= Constance Hunting =

American poet and publisher (1925–2006)

Constance Hunting (1925 – April 5, 2006) was an American poet and publisher, widely known in the Northeastern United States. She taught English literature and creative writing at the University of Maine at Orono until her death on April 5, 2006.

Hunting received her B.A. from Pembroke College in Brown University in 1947, studied at Duke University from 1950 to 1953, and then lived in West Lafayette, Indiana, home of Purdue University, until 1968. From that time, she lived in Orono, Maine, with her husband Robert, who was chair of the English department at UMO until his retirement.
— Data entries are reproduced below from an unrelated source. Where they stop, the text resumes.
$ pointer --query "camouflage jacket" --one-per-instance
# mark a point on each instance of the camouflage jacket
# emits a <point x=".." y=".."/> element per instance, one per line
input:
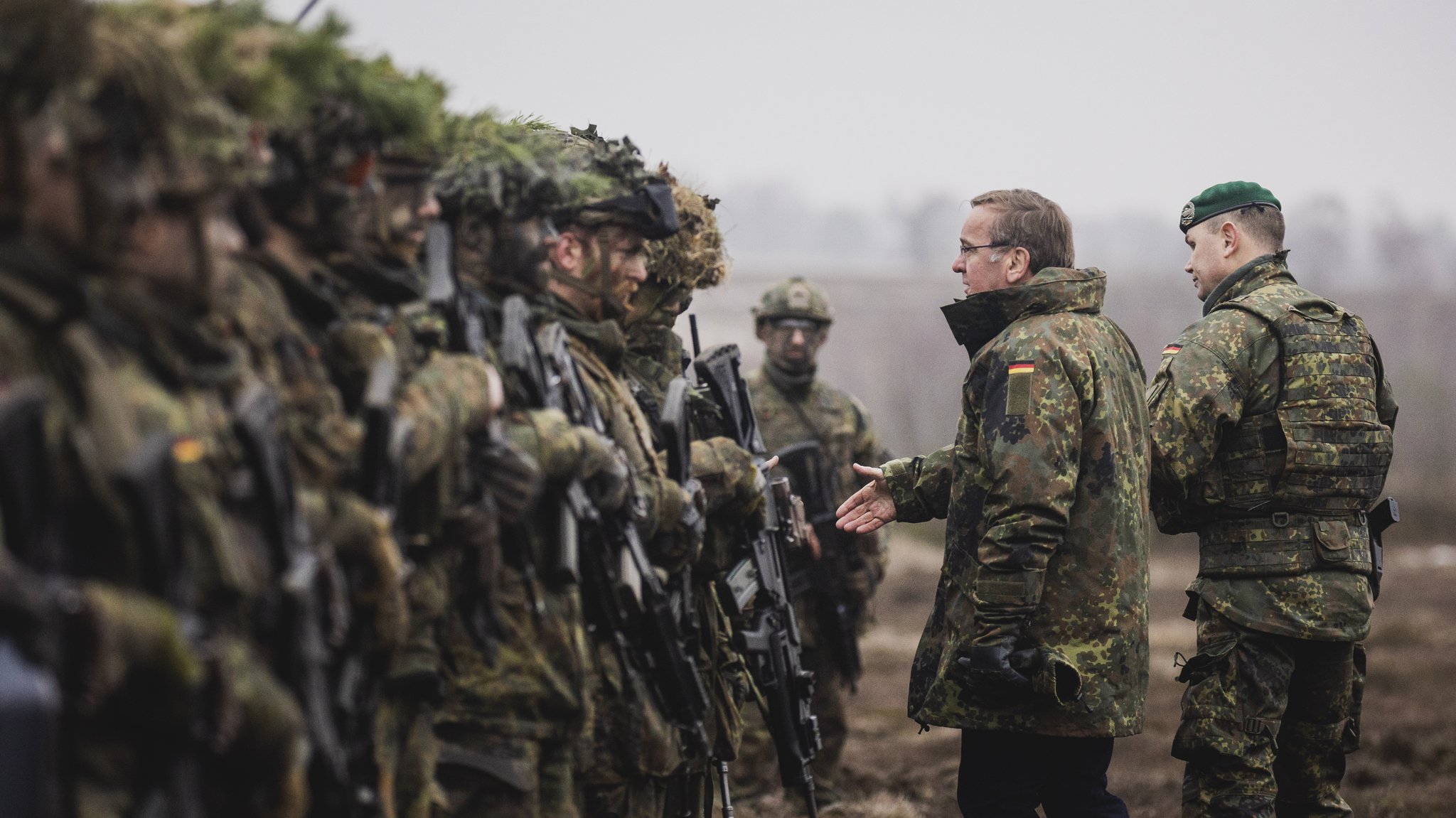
<point x="791" y="409"/>
<point x="1046" y="501"/>
<point x="653" y="360"/>
<point x="139" y="411"/>
<point x="1224" y="369"/>
<point x="632" y="738"/>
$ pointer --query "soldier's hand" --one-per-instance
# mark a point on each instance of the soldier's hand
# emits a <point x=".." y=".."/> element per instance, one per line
<point x="732" y="482"/>
<point x="513" y="478"/>
<point x="993" y="664"/>
<point x="871" y="507"/>
<point x="603" y="469"/>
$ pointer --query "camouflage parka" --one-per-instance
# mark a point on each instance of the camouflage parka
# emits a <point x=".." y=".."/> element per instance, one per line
<point x="1046" y="502"/>
<point x="1221" y="376"/>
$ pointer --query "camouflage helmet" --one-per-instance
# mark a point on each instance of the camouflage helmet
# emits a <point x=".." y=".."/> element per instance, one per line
<point x="794" y="298"/>
<point x="44" y="44"/>
<point x="609" y="184"/>
<point x="695" y="255"/>
<point x="178" y="141"/>
<point x="500" y="171"/>
<point x="497" y="190"/>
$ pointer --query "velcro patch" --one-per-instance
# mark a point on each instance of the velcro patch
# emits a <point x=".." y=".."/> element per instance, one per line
<point x="1004" y="591"/>
<point x="1018" y="387"/>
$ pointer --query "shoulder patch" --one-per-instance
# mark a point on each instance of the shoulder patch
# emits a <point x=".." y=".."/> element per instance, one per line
<point x="1018" y="386"/>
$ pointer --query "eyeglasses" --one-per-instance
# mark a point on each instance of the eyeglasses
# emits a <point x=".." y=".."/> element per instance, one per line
<point x="808" y="328"/>
<point x="968" y="249"/>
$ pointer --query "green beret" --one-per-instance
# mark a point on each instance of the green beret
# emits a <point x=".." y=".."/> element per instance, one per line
<point x="1222" y="198"/>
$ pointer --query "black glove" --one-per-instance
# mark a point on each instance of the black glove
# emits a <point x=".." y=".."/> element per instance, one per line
<point x="995" y="664"/>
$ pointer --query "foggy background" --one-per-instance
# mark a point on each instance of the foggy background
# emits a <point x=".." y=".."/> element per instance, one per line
<point x="846" y="139"/>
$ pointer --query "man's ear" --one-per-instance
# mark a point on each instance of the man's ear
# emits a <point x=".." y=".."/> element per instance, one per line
<point x="1018" y="267"/>
<point x="567" y="254"/>
<point x="1229" y="237"/>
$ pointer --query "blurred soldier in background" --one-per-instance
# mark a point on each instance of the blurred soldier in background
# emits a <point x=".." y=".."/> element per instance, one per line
<point x="139" y="487"/>
<point x="1271" y="424"/>
<point x="1037" y="647"/>
<point x="514" y="712"/>
<point x="819" y="431"/>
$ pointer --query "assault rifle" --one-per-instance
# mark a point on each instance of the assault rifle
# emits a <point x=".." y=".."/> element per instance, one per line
<point x="626" y="598"/>
<point x="813" y="478"/>
<point x="1385" y="514"/>
<point x="306" y="657"/>
<point x="465" y="325"/>
<point x="759" y="588"/>
<point x="523" y="357"/>
<point x="29" y="693"/>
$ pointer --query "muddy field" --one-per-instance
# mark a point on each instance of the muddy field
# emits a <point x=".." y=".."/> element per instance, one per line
<point x="1407" y="766"/>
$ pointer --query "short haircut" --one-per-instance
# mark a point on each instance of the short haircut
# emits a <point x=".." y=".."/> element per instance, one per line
<point x="1263" y="225"/>
<point x="1025" y="219"/>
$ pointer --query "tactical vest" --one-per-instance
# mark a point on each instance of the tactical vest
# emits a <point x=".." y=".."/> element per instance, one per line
<point x="1296" y="480"/>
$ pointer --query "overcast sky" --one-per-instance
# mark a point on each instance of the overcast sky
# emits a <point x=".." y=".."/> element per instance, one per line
<point x="1103" y="107"/>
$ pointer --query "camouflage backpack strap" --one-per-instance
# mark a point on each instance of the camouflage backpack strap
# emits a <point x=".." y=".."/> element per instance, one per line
<point x="1310" y="514"/>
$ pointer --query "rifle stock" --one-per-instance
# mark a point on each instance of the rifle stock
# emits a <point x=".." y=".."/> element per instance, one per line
<point x="813" y="478"/>
<point x="1385" y="514"/>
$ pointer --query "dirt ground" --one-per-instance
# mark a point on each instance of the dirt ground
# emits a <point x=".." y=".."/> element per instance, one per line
<point x="1406" y="768"/>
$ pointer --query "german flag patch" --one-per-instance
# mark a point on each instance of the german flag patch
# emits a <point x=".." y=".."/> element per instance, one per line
<point x="1018" y="386"/>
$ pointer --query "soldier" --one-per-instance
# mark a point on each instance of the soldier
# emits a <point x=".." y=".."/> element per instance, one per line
<point x="796" y="407"/>
<point x="733" y="485"/>
<point x="514" y="704"/>
<point x="596" y="267"/>
<point x="1037" y="647"/>
<point x="382" y="479"/>
<point x="1271" y="434"/>
<point x="144" y="497"/>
Hunting trained as a classical pianist, but is best known for her work as a poet, and her promotion of other Maine writers through the Puckerbrush Review literary magazine, which she established in 1971. She was also the founder and editor of Puckerbrush Press, which, over the twenty-eight years of its existence, published a great variety of work by many writers, domestic and international, including May Sarton, James Kelman, Angelica Garnett, and other figures from the Bloomsbury Group.

== Works ==
- After the Stravinsky Concert and Other Poems (1969)
- Cimmerian and Other Poems (1972)
- Beyond the Summerhouse: A Narrative Poem (1976) ISBN 978-0913006108
- Nightwalk and Other Poems (1980) ISBN 978-0891010418
- Dream Cities (1982)
- Collected Poems 1969–1982 (1983) ISBN 978-0915032440
- A Day at the Shore: A Poem (1983)
- Between the Worlds: Poems 1983–1988 (1989) ISBN 978-0913006436
- Hawkedon (1990) ISBN 978-0913006450
- The Myth of Horizon (1991) ISBN 978-1559210447
- At Rochebonne: A Poem (1994)
- The Shape of Memory (1998) ISBN 978-0913006689
- Natural Things: Collected Poems 1969–1998 (1999) ISBN 978-0943373607
- An Amazement (2002)
- The Sky Flower (2005) ISBN 978-0913006825

Her papers are currently housed at the Howard Gotlieb Archival Research Center at Boston University.